RAS expression does not affect transactivation of the uPA promoter
To determine whether RAS activity affected the trans-acting factors required for uPA promoter activity we determined whether RAS expression affects the activity of an unmethylated uPA promoter–luciferase construct transiently transfected into the cells. The results of this experiment show that there was no significant difference in uPA promoter activity in MDA-MB-231 and MDA-RAS cells, suggesting that inhibition of uPA expression in MDA-RAS transfectants is not due to indirect effects of RAS on the trans-acting machinery acting on the uPA promoter (Figure 4B). The lack of a trans effect of RAS on uPA supports the hypothesis that Ha-RAS expression results in a cis modification of the uPA gene resulting in its silencing. The fact that exogenous unmethylated promoter is not affected by RAS overexpression is consistent with previous observations which demonstrated that ectopic DNA transiently transfected into either human (21,22) or murine cells (23) is not subjected to de novo methylation. DNMT1 is a resident of the replication fork (24) and therefore does not target ectopic plasmid DNA, which does not bear an origin of replication. Methylation of such DNA would be possible only after integration into the genome. Even after integration, de novo methylation of exogenously transfected DNA is a protracted process and occurs after multiple passages in culture (23,25).

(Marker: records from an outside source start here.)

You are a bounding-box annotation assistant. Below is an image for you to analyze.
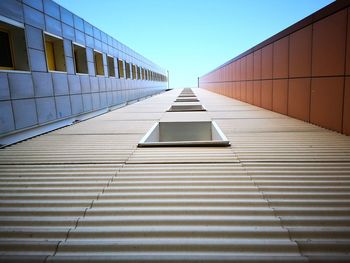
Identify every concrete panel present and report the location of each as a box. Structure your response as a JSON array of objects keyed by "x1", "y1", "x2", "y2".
[
  {"x1": 106, "y1": 78, "x2": 112, "y2": 91},
  {"x1": 107, "y1": 92, "x2": 113, "y2": 106},
  {"x1": 73, "y1": 15, "x2": 84, "y2": 32},
  {"x1": 88, "y1": 62, "x2": 96, "y2": 76},
  {"x1": 55, "y1": 96, "x2": 72, "y2": 119},
  {"x1": 312, "y1": 10, "x2": 347, "y2": 76},
  {"x1": 22, "y1": 0, "x2": 44, "y2": 12},
  {"x1": 273, "y1": 37, "x2": 289, "y2": 78},
  {"x1": 44, "y1": 0, "x2": 60, "y2": 19},
  {"x1": 343, "y1": 77, "x2": 350, "y2": 135},
  {"x1": 261, "y1": 80, "x2": 272, "y2": 110},
  {"x1": 68, "y1": 75, "x2": 81, "y2": 94},
  {"x1": 100, "y1": 92, "x2": 108, "y2": 108},
  {"x1": 36, "y1": 97, "x2": 56, "y2": 124},
  {"x1": 345, "y1": 7, "x2": 350, "y2": 75},
  {"x1": 94, "y1": 38, "x2": 102, "y2": 51},
  {"x1": 288, "y1": 78, "x2": 311, "y2": 122},
  {"x1": 0, "y1": 73, "x2": 10, "y2": 100},
  {"x1": 0, "y1": 101, "x2": 15, "y2": 133},
  {"x1": 84, "y1": 21, "x2": 94, "y2": 36},
  {"x1": 8, "y1": 73, "x2": 34, "y2": 99},
  {"x1": 28, "y1": 48, "x2": 47, "y2": 72},
  {"x1": 85, "y1": 35, "x2": 95, "y2": 48},
  {"x1": 97, "y1": 77, "x2": 106, "y2": 92},
  {"x1": 91, "y1": 93, "x2": 101, "y2": 110},
  {"x1": 310, "y1": 77, "x2": 344, "y2": 132},
  {"x1": 272, "y1": 79, "x2": 288, "y2": 114},
  {"x1": 86, "y1": 48, "x2": 94, "y2": 62},
  {"x1": 45, "y1": 15, "x2": 62, "y2": 36},
  {"x1": 70, "y1": 95, "x2": 84, "y2": 115},
  {"x1": 12, "y1": 99, "x2": 38, "y2": 129},
  {"x1": 0, "y1": 0, "x2": 23, "y2": 22},
  {"x1": 25, "y1": 25, "x2": 44, "y2": 50},
  {"x1": 23, "y1": 5, "x2": 45, "y2": 30},
  {"x1": 90, "y1": 77, "x2": 100, "y2": 92},
  {"x1": 74, "y1": 29, "x2": 85, "y2": 45},
  {"x1": 32, "y1": 72, "x2": 53, "y2": 97},
  {"x1": 253, "y1": 80, "x2": 261, "y2": 107},
  {"x1": 62, "y1": 23, "x2": 75, "y2": 41},
  {"x1": 261, "y1": 44, "x2": 273, "y2": 79},
  {"x1": 79, "y1": 76, "x2": 91, "y2": 93},
  {"x1": 82, "y1": 94, "x2": 92, "y2": 112},
  {"x1": 66, "y1": 57, "x2": 75, "y2": 74},
  {"x1": 289, "y1": 26, "x2": 312, "y2": 77},
  {"x1": 92, "y1": 27, "x2": 101, "y2": 40},
  {"x1": 52, "y1": 73, "x2": 69, "y2": 95},
  {"x1": 60, "y1": 6, "x2": 74, "y2": 27}
]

Effect of RAS overexpression on methylation of the uPA promoter in MDA-MB-231 cells
We have previously shown that the state of uPA promoter methylation and uPA gene expression correlate with increased levels of DNMT1 expression and reduced levels of MBD2 in breast cancer cells (6). Since it has been previously shown that RAS activation increases DNMT1 mRNA levels and activity as well as DNA methylation (1214), we examined the levels of DNMT1 expression and activity in MDA-RAS transfectants. Both DNMT1 mRNA levels (Figure 5A) and DNA methyltransferase activity (Figure 5B) are significantly elevated in MDA-RAS transfectants as compared with control cells. Since the expression of MBD2 was also previously shown to correlate with hypomethylation and expression of uPA and since inhibition of MBD2 led to hypermethylation and inhibition of uPA expression (6,9), we also examined the levels of MBD2 expression in the MDA-RAS transfectants by both northern blot (Figure 6A) and western blot analysis (Figure 6B). These results indicate that overexpression of RAS in MDA-MB-231 cells results in a significant decrease in MBD2 mRNA and protein levels as compared with the control cells.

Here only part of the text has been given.